Après la crise sanitaire, les normes environnementales plus strictes et les fluctuations du taux de change, voilà que la guerre tarifaire déclenchée par les États-Unis frappe de plein fouet une industrie déjà fragilisée. L’effet domino sur les ventes de véhicules, neufs comme d’occasion, s’annonce majeur. Et la marge de manœuvre se réduit.

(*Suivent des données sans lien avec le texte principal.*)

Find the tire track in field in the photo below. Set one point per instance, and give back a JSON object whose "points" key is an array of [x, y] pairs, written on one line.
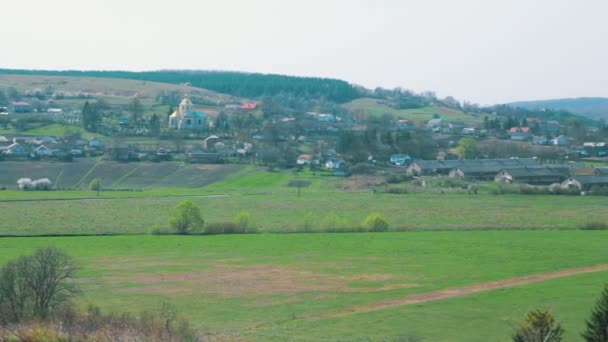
{"points": [[455, 292]]}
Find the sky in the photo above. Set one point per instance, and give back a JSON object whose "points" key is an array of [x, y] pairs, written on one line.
{"points": [[481, 51]]}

« On n’a jamais vu ça, si je mets de côté la pandémie », tranche Ian P. Sam Yue Chi, président-directeur général de la Corporation des concessionnaires automobiles du Québec (CCAQ). Au début de l’année, la fin simultanée des incitatifs provinciaux et fédéraux pour l’acquisition de véhicules électrifiés avait déjà refroidi l’élan de consommation. Mais ce n’était qu’un avant-goût. En avril, l’imposition de tarifs américains a ajouté une pression supplémentaire sur les prix. Résultat : une hausse anticipée des prix a provoqué une ruée des acheteurs en mars, gonflant artificiellement les ventes. « On a fait +1 % par rapport à mars 2024, mais le trimestre affiche tout de même une baisse globale de 6,6 % », résume-t-il.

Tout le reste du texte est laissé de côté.